I talked with Lucas Wargha about what it takes to turn software engineers into product engineers at global scale - and why that starts with caring about outcomes more than tickets.
Lucas is an engineering manager at FamilySearch, working on Memories: a place for photos, audio, and stories that help people see family as more than names on a tree. His team sits inside a nonprofit mission that is easy to say and hard to operationalize: help people discover and connect with family. That mission shows up when they justify a big legacy rewrite, when they decide what to under-engineer on purpose, and when they push engineers to question work that does not move the product forward.
Customer literacy beats code literacy
One line from Lucas stuck with me: know your customer better than you know your code. Not because code stops mattering, but because implementation is getting cheaper while product judgment is not. He described talking to users in Brazil and learning that a translated word carried a different meaning than the English UX assumed - something you will not find by staring at a reducer.

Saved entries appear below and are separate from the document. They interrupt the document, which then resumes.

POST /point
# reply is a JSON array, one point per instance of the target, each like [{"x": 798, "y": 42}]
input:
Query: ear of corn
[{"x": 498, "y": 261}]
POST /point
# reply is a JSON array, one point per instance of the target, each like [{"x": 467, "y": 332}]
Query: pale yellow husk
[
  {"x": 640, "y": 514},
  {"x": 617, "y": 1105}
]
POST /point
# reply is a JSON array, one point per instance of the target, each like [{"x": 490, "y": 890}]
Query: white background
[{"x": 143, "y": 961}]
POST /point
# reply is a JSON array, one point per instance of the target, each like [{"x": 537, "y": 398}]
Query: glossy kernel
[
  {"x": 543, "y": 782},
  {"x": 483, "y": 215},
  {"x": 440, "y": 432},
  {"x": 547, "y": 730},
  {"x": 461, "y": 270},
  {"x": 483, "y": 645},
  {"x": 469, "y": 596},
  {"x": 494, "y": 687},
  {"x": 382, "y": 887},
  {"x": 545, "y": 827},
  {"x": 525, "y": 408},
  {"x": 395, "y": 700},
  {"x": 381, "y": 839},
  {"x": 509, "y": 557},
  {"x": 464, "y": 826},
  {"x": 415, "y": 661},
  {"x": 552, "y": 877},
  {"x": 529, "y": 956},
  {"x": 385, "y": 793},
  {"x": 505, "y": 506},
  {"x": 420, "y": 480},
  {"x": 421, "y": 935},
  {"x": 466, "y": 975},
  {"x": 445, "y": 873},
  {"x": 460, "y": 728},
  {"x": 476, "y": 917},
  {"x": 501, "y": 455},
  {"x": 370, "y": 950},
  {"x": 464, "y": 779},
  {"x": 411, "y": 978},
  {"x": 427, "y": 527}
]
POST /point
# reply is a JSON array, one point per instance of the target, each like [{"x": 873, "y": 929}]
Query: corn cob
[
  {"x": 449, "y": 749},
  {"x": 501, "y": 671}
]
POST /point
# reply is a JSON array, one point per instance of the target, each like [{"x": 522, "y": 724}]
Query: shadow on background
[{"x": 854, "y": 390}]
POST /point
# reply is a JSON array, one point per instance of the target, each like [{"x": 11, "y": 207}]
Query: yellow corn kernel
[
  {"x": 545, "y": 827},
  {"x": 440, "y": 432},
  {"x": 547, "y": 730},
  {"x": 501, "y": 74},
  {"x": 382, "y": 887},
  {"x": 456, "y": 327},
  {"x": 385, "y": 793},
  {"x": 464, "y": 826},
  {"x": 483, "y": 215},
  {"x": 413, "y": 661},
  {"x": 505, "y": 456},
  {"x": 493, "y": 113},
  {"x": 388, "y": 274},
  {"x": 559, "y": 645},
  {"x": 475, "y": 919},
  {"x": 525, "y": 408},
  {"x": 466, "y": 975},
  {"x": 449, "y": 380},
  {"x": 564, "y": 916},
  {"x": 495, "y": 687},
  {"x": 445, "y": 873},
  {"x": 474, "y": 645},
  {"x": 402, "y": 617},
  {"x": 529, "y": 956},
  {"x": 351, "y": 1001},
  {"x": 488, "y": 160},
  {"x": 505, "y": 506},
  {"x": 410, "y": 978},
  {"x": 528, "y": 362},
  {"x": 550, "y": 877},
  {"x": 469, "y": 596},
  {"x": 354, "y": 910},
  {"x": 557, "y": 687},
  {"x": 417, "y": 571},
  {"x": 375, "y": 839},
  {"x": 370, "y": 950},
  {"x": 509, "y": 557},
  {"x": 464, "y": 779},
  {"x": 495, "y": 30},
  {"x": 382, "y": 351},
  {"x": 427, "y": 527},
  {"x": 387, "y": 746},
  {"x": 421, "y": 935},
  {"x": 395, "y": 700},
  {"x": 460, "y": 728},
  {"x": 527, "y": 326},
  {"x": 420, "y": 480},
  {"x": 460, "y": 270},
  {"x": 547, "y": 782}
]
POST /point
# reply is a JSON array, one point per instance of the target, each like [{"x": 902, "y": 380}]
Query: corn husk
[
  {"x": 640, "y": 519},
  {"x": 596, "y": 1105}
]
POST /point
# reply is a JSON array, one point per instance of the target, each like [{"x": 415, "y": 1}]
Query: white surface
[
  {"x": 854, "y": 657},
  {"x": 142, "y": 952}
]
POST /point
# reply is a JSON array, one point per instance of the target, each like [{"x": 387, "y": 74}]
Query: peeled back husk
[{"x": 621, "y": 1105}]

We also talked about the Gmail password-loading story: engineers noticed that most people finish typing their password within a minute or two, so they started loading the inbox in the background after you enter your email. That is product-engineering thinking - using technical insight in service of a user outcome, not waiting for a PM to hand you the answer.
Stop the assembly line
Lucas is actively trying to end the pattern where engineers consume JIRA stories, ship a slice on one platform, and hand off to the next silo. He assigns epics and milestones so the person owns the outcome across web and mobile, which forces customer conversations, stakeholder coordination, and support-doc thinking that isolated tasks never surface.

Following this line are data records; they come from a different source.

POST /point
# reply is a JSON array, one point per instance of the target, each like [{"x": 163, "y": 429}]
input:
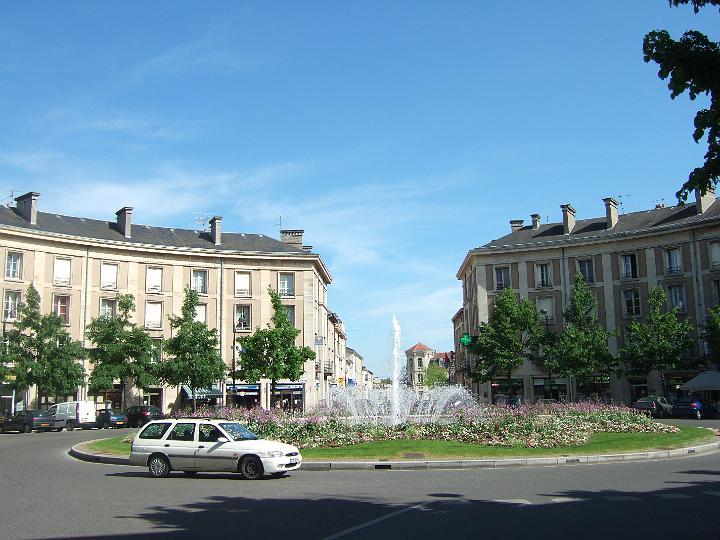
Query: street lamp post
[{"x": 544, "y": 313}]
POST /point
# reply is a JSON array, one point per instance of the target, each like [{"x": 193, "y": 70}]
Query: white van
[{"x": 73, "y": 414}]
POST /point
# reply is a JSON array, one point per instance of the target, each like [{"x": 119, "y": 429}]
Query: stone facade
[
  {"x": 622, "y": 257},
  {"x": 79, "y": 265}
]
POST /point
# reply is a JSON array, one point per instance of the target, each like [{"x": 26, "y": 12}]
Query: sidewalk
[{"x": 80, "y": 451}]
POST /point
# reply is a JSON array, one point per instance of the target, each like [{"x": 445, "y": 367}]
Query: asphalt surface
[{"x": 44, "y": 493}]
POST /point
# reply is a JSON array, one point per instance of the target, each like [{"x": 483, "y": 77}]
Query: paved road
[{"x": 46, "y": 494}]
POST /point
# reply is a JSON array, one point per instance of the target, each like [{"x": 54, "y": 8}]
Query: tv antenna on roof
[
  {"x": 620, "y": 200},
  {"x": 202, "y": 219}
]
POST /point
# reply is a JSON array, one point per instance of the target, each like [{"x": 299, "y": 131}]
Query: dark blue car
[
  {"x": 694, "y": 407},
  {"x": 109, "y": 418}
]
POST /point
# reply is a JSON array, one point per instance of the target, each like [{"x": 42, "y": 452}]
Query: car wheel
[
  {"x": 158, "y": 466},
  {"x": 251, "y": 468}
]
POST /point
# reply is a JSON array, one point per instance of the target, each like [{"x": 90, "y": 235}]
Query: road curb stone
[{"x": 81, "y": 452}]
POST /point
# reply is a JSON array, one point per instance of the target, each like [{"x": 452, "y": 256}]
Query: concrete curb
[{"x": 80, "y": 451}]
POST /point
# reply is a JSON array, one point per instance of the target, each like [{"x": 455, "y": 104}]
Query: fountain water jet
[{"x": 401, "y": 403}]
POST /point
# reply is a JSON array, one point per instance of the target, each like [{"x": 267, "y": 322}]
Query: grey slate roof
[
  {"x": 647, "y": 220},
  {"x": 144, "y": 234}
]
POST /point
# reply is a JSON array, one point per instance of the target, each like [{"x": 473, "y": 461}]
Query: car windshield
[{"x": 238, "y": 432}]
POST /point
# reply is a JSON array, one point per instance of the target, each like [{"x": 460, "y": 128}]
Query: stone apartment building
[
  {"x": 621, "y": 256},
  {"x": 79, "y": 265}
]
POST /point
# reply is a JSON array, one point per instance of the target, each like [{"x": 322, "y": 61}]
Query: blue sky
[{"x": 399, "y": 135}]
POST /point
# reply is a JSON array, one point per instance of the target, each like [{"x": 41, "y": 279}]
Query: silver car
[{"x": 198, "y": 444}]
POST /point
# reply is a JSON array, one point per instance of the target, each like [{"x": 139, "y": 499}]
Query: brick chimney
[
  {"x": 27, "y": 206},
  {"x": 536, "y": 221},
  {"x": 215, "y": 223},
  {"x": 568, "y": 218},
  {"x": 124, "y": 221},
  {"x": 702, "y": 202},
  {"x": 610, "y": 212},
  {"x": 292, "y": 237}
]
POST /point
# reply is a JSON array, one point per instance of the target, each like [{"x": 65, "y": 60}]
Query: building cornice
[
  {"x": 586, "y": 240},
  {"x": 162, "y": 249}
]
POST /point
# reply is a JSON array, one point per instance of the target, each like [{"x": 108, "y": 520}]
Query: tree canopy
[
  {"x": 659, "y": 342},
  {"x": 122, "y": 351},
  {"x": 42, "y": 352},
  {"x": 271, "y": 353},
  {"x": 693, "y": 65},
  {"x": 193, "y": 351},
  {"x": 581, "y": 350},
  {"x": 510, "y": 336},
  {"x": 435, "y": 375}
]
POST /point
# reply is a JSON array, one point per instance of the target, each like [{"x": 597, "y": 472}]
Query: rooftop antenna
[
  {"x": 620, "y": 200},
  {"x": 202, "y": 219}
]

The creators-versus-consumers frame landed too. Lucas wants engineers to be creators who understand the value their software creates for specific people - not glorified contractors who convert requirements into code and move on.
Homework and hope
Lucas's homework is specific: take your next story, talk to three different potential users across personas, and let what you learn change the work before you rush to done.
He also closed with hope for engineers in a scary market - we may be living through historic days, and recognizing that early might change how we build. I appreciated that tone after a practical conversation about org charts, personas, and global software.